Relative gastrointestinal safety of rofecoxib and celecoxib
Currently, comparisons between rofecoxib and celecoxib are based largely on data from clinical trials and studies of whole blood assays. Two large randomised trials separately comparing rofecoxib12
with non-selective NSAIDs provided similar relative risk reductions of 40-60% in the incidence of clinical upper gastrointestinal haemorrhage events (that is, upper gastrointestinal haemorrhage ulcer complications plus symptomatic ulcers). However, valid comparisons of upper gastrointestinal haemorrhage event rates between rofecoxib and celecoxib cannot be made from such data for several reasons. Firstly, in the absence of a direct comparison, conclusions about the relative gastrointestinal safety of these drugs are largely speculative. Secondly, the primary endpoints of the two trials were slightly different. Thirdly, the comparator groups, using non-selective NSAIDs, in the two trials were different: the non-selective NSAIDs assessed in the celecoxib trial were either ibuprofen or diclofenac, whereas naproxen was assessed in the rofecoxib study. Since naproxen is probably more gastrotoxic than ibuprofen or diclofenac,11
it is difficult to assess the relative gastrointestinal safety of rofecoxib and celecoxib from these two trials. Fourthly, the interpretation of the celecoxib trial is complicated by the nature of its reporting.21
The findings were based on a combined analysis of the first six months of two separate and longer trials whose protocols differed substantially from the published paper in design, outcomes, duration of follow up, and analysis.

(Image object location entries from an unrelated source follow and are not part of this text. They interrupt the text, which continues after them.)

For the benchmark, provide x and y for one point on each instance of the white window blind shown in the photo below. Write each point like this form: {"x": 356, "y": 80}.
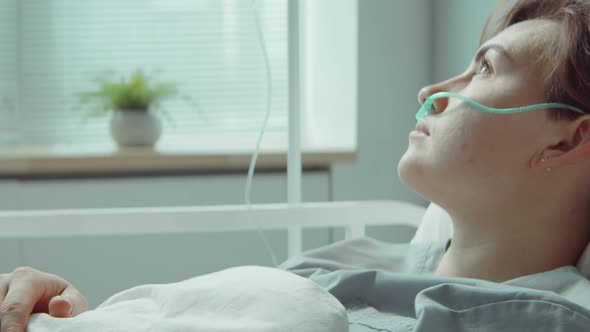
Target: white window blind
{"x": 53, "y": 49}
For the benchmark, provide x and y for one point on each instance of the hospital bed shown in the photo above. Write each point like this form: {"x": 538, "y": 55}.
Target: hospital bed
{"x": 353, "y": 216}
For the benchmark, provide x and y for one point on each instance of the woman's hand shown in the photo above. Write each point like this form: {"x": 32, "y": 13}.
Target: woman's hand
{"x": 26, "y": 291}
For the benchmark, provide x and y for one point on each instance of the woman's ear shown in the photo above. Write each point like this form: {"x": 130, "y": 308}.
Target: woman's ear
{"x": 573, "y": 148}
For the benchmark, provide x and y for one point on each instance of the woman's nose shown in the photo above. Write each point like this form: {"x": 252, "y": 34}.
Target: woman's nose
{"x": 439, "y": 104}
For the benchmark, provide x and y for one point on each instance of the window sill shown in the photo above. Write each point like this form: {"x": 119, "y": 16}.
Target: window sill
{"x": 36, "y": 163}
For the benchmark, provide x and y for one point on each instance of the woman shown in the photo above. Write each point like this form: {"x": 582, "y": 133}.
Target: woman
{"x": 515, "y": 184}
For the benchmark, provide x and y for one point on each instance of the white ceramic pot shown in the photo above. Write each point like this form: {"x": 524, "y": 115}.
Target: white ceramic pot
{"x": 135, "y": 128}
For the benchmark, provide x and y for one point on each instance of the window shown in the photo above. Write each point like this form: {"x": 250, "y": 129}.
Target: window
{"x": 209, "y": 49}
{"x": 53, "y": 50}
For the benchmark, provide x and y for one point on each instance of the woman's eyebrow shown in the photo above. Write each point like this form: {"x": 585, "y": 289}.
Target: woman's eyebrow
{"x": 498, "y": 48}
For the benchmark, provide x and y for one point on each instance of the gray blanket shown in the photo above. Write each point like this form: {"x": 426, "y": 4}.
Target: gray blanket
{"x": 387, "y": 287}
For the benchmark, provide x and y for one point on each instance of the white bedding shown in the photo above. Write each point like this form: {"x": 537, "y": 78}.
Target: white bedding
{"x": 238, "y": 299}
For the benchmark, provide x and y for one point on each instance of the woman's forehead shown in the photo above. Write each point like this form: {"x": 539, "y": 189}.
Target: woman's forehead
{"x": 525, "y": 40}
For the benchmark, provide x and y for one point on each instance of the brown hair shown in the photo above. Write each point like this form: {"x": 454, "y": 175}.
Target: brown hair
{"x": 567, "y": 76}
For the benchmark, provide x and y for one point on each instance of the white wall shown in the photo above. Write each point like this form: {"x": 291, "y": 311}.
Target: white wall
{"x": 393, "y": 65}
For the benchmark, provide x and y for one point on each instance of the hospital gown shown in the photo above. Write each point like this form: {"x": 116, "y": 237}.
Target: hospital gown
{"x": 391, "y": 287}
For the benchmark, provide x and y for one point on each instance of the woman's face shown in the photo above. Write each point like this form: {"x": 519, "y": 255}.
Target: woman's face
{"x": 467, "y": 150}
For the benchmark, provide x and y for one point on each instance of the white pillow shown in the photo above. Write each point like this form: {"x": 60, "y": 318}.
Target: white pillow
{"x": 437, "y": 226}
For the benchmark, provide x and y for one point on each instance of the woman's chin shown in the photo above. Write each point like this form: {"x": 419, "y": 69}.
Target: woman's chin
{"x": 414, "y": 174}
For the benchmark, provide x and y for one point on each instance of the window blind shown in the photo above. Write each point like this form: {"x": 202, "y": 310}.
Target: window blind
{"x": 208, "y": 48}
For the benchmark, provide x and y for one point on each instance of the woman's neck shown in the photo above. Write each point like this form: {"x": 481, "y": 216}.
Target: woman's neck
{"x": 503, "y": 247}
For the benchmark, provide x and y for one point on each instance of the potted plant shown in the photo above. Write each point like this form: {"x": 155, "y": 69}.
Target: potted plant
{"x": 134, "y": 104}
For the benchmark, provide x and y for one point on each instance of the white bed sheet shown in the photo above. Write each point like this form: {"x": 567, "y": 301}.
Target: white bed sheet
{"x": 238, "y": 299}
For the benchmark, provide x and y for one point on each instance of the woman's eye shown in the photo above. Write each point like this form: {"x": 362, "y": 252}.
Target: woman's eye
{"x": 484, "y": 68}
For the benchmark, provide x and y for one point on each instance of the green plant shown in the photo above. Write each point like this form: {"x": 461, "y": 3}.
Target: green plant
{"x": 136, "y": 94}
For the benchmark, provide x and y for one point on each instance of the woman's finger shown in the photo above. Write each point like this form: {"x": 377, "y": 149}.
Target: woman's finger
{"x": 78, "y": 301}
{"x": 17, "y": 307}
{"x": 69, "y": 304}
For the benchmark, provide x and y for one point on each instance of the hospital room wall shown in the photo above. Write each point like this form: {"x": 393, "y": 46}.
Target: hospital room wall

Although 12 month data revealed no significant differences between celecoxib and its non-selective NSAID comparators with respect to complicated ulcer outcomes (the primary endpoint of the trials), the incidence of clinical upper gastrointestinal haemorrhage events remained significantly different.22
Our understanding of the cellular effects of the COX 2 inhibitors is also evolving, and conclusions about the relative safety of these agents based on in vitro data may be premature. For example, although whole blood assay studies suggest that rofecoxib is more COX 2 selective than celecoxib,23
such assays have been criticised for having limited clinical relevance.24
Furthermore, recent studies of cancer cell lines have shown what may be COX independent differences in antiproliferative activity between celecoxib and rofecoxib.25–27
The clinical implications of such differences for the gastrointestinal safety of these two drugs are not known.

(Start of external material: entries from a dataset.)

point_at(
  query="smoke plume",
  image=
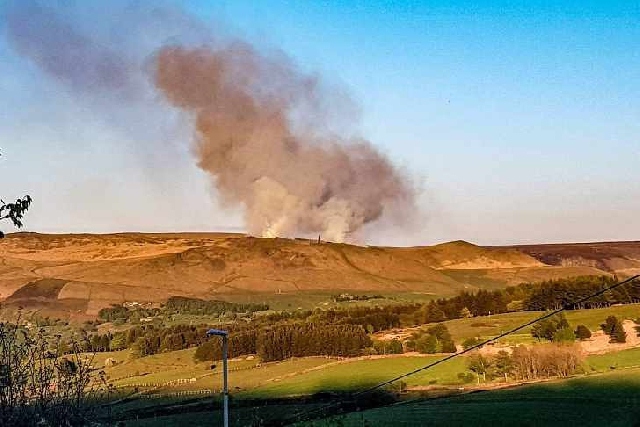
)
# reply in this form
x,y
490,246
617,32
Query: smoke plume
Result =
x,y
262,129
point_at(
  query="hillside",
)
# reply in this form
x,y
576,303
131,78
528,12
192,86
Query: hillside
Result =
x,y
82,273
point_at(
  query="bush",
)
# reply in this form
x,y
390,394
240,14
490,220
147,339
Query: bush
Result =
x,y
613,327
582,332
564,335
39,385
470,342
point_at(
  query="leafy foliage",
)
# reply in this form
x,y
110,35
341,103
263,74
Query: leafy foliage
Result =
x,y
15,211
547,328
582,332
41,382
613,327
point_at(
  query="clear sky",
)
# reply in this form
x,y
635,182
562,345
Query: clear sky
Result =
x,y
520,120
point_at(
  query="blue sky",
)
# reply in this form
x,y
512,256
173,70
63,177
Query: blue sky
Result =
x,y
520,120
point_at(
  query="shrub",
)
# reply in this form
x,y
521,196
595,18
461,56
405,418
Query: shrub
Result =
x,y
582,332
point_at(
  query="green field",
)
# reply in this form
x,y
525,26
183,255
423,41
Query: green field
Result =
x,y
611,399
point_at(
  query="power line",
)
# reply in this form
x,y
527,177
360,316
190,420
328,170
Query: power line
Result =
x,y
298,417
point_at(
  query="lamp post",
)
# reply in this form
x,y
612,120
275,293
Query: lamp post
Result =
x,y
225,349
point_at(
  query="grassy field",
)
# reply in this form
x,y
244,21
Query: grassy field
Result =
x,y
360,374
620,359
610,399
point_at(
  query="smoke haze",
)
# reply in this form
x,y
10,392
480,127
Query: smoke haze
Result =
x,y
264,131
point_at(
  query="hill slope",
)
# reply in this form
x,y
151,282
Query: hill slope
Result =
x,y
82,273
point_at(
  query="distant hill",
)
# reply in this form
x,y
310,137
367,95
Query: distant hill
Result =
x,y
80,273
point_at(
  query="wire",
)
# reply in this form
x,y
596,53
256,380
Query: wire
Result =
x,y
298,417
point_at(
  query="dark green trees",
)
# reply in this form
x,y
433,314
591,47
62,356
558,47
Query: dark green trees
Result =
x,y
613,327
14,211
582,332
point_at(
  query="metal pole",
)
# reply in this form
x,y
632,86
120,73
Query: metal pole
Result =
x,y
225,346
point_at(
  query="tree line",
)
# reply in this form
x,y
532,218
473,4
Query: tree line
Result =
x,y
179,305
528,362
540,296
282,342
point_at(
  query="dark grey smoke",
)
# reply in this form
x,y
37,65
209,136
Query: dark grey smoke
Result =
x,y
262,128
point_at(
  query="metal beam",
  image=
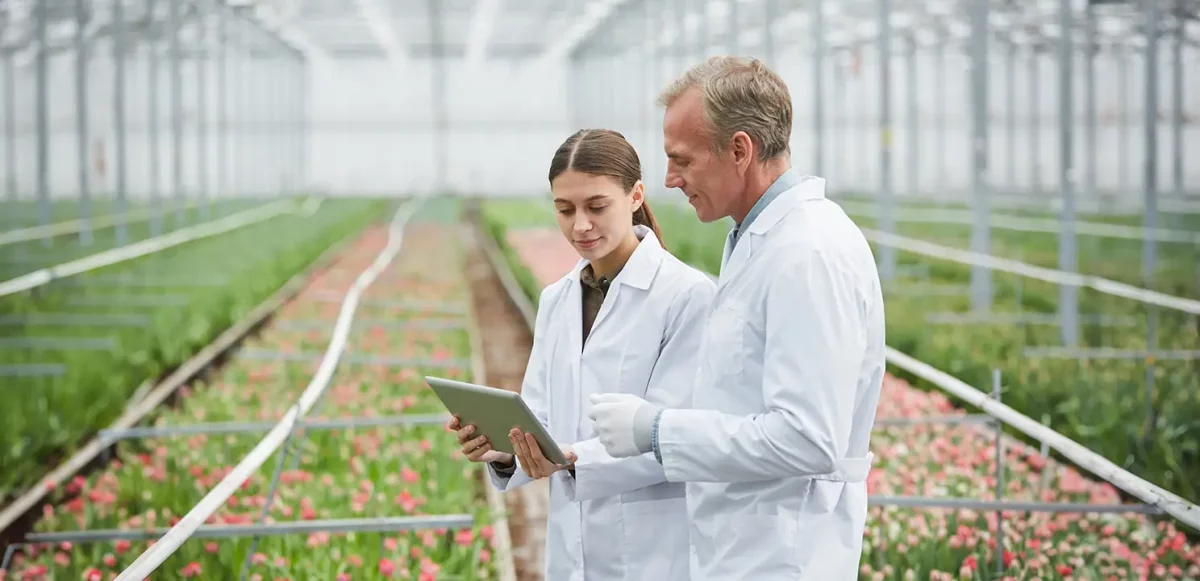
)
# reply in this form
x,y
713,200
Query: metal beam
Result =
x,y
479,36
382,29
594,17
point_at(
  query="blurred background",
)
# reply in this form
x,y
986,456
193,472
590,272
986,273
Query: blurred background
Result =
x,y
1027,172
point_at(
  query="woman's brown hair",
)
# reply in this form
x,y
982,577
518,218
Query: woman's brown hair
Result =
x,y
605,153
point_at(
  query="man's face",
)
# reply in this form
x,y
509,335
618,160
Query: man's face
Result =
x,y
712,181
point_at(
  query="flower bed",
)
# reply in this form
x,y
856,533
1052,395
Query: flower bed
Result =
x,y
342,473
249,264
957,461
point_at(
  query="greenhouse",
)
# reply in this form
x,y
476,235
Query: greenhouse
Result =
x,y
367,195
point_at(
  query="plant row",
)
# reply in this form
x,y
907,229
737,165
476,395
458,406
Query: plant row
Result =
x,y
139,319
365,472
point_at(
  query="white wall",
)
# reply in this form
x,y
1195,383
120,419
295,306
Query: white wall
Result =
x,y
373,127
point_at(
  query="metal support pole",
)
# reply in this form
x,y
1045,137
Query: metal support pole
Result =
x,y
887,219
155,156
42,119
303,121
1150,174
731,28
1123,120
817,34
222,130
840,125
1090,102
177,111
202,117
940,84
81,46
10,127
771,10
439,111
1011,96
1035,123
1068,294
913,130
1177,100
120,154
1000,475
981,234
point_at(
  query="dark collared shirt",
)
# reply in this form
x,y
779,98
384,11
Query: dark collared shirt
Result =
x,y
783,184
594,291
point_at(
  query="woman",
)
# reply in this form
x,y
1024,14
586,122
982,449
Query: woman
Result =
x,y
627,318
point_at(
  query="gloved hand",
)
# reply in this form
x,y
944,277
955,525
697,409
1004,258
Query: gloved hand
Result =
x,y
615,417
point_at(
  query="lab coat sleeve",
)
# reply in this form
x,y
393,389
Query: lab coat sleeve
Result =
x,y
533,388
814,347
597,473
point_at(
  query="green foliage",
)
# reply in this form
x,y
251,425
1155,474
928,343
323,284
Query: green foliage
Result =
x,y
48,417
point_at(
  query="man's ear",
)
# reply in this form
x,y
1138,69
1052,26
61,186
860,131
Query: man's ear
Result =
x,y
742,148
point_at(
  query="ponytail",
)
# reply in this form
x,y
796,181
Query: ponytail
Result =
x,y
643,216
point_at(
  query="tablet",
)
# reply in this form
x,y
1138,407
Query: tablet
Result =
x,y
495,412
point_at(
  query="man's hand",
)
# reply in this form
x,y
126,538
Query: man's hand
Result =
x,y
477,449
532,460
615,420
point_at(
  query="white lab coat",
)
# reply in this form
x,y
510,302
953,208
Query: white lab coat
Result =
x,y
617,519
775,451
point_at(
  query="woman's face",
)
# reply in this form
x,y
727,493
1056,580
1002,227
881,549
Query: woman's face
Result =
x,y
594,213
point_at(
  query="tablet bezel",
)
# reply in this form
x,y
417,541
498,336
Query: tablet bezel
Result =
x,y
493,412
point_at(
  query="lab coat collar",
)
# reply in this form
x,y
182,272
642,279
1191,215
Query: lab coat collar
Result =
x,y
808,189
641,267
733,257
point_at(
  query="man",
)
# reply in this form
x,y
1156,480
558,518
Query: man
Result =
x,y
775,445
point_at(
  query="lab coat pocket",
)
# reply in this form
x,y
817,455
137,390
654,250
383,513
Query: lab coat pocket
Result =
x,y
725,345
772,539
655,539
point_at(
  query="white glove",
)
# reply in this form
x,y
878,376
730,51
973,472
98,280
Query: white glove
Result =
x,y
613,417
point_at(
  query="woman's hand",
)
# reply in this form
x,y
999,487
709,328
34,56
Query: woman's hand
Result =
x,y
531,459
477,449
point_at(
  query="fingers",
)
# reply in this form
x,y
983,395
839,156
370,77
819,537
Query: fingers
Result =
x,y
478,447
532,467
465,433
535,450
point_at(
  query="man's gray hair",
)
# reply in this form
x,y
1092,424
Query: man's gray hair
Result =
x,y
739,94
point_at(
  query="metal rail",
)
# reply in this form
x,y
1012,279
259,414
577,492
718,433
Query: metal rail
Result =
x,y
354,359
1031,271
226,427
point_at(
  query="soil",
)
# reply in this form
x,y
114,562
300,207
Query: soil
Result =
x,y
507,343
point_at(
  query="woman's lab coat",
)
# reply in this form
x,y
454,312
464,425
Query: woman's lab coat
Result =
x,y
616,519
777,448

Our evaluation represents the first direct comparison of rofecoxib and celecoxib for a clinically meaningful gastrointestinal outcome using common comparator groups over the same period, with data reflecting clinical practice. The demographic characteristics of rofecoxib and celecoxib users were strikingly similar in our study, implying that selection of one COX 2 inhibitor over another is probably arbitrary in clinical practice. Therefore, the differences in unobserved covariates between the rofecoxib and celecoxib groups are probably minimal and would not explain the difference in upper gastrointestinal haemorrhage observed between the two drugs.
Our study found lower rates of upper gastrointestinal haemorrhage with selective COX 2 inhibitors than with non-selective NSAIDs. The significantly higher rate of upper gastrointestinal haemorrhage among users of rofecoxib than users of celecoxib was unexpected. Although the absolute difference in rates of upper gastrointestinal haemorrhage was small, the difference, if true, is clinically important given the large numbers of patients prescribed selective COX 2 inhibitors. Large randomised controlled trials directly comparing the drugs are urgently needed to better examine these differences.